La habitación se sumió en un silencio cargado. No era el silencio del abandono, sino el de una batalla silenciosa entre dos tipos de amor: el amor protector y feroz de Valery, dispuesto a asumir cualquier carga, y el amor redentor y desesperado de Derek, necesitado de demostrar su valor.
Valery lo estudió. Vio la determinación en sus ojos, la misma que había visto en el bosque cuando cavaba la tumba. Vio que no era la rabia o la imprudencia lo que lo movía, sino un profundo sentido del deber, renacido de sus cenizas.
—El pueblo es una ratonera —dijo finalmente, su voz perdiendo el filo—. Las calles principales estarán bloqueadas o llenas de ellos.
—No entraré por la calle principal —respondió Derek rápidamente, acercándose al mapa desplegado en el suelo—. Mira. Puedo acercarme por aquí, desde el bosque. Revisaré las afueras, las casas más aisladas. Solo entraré si está completamente despejado.
Era un plan. No era un buen plan, pero era uno. Y era su plan.
Valery respiró hondo, la lucha interna reflejada en su rostro. Ceder iba en contra de todos sus instintos. Pero negarse significaba condenarlos a una muerte lenta por inanición, o forzar una huida prematura con un Luka aún débil.
—Si no estás de vuelta en nueve horas —dijo por fin, cada palabra saliendo como si le costara un esfuerzo físico—, nos vamos. Nos subimos al SUV y nos vamos. Sin esperarte.
Era la condición más cruel y más necesaria. Una línea en la arena.
Derek la miró y asintió lentamente. Lo entendía. Era la ley del mundo ahora.
—Nueve horas —confirmó.
Esa noche, la última con suministros, la pasaron en silencio. Derek afiló su cuchillo de caza una y otra vez. Valery revisó cada centímetro del perímetro una vez más. Y Luka, intuyendo la partida, se aferró a la pierna de su padre sin soltarse hasta que el sueño lo venció.

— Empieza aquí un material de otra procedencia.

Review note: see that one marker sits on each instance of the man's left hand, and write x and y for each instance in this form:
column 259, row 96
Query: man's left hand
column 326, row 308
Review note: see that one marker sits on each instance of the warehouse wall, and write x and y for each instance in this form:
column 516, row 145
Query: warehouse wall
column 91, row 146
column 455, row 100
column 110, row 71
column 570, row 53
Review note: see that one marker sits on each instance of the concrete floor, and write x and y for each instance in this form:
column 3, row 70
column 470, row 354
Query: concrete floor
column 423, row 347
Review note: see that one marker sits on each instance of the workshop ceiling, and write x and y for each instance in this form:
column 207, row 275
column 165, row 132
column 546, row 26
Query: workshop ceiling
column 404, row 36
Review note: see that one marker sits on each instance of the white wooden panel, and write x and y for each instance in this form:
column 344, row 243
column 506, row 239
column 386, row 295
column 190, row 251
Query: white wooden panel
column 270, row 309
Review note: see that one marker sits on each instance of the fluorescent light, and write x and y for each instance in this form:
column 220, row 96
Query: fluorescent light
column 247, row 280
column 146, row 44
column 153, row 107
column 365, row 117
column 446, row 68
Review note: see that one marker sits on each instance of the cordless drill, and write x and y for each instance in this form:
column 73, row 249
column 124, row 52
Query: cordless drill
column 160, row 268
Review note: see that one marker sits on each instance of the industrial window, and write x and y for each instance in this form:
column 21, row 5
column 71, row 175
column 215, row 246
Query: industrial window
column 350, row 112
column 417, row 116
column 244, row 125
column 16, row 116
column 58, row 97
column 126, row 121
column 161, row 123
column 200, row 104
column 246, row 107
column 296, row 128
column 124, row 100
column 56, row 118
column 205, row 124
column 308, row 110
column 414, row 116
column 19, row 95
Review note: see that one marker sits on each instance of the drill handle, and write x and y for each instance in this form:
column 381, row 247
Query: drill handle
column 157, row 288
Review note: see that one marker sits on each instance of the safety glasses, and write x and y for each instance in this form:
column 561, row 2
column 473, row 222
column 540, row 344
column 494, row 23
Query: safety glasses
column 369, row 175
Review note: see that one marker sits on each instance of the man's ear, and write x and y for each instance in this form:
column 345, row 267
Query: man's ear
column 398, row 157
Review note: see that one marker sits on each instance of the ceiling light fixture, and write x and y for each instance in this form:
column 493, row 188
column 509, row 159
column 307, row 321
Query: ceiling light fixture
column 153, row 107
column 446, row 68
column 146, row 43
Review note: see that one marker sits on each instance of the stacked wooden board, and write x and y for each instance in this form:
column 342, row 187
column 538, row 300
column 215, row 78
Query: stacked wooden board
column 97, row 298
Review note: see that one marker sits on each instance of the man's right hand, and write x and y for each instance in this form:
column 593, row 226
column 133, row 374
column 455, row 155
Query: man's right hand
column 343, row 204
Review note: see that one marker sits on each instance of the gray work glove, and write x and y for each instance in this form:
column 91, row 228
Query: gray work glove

Al amanecer, Derek se preparó en la puerta. Llevaba una mochila vacía, el cuchillo en la cintura y la determinación como armadura. Valery le entregó la llave inglesa.
—Por si acaso —murmuró.
Derek la tomó y asintió. Sus miradas se encontraron, y en ese instante no hubo necesidad de palabras. Solo un mutuo y aterrador reconocimiento del peligro que se avecinaba.
—Cuida de tu hermano —fue lo único que dijo Derek antes de deslizarse por la puerta y desaparecer en la niebla matutina.
Valery se quedó junto a la ventana, viendo cómo su figura se desdibujaba entre los árboles, con el peso de una nueva y terrible espera sobre sus hombros. Había cedido el control. Y ahora, todo dependía de él.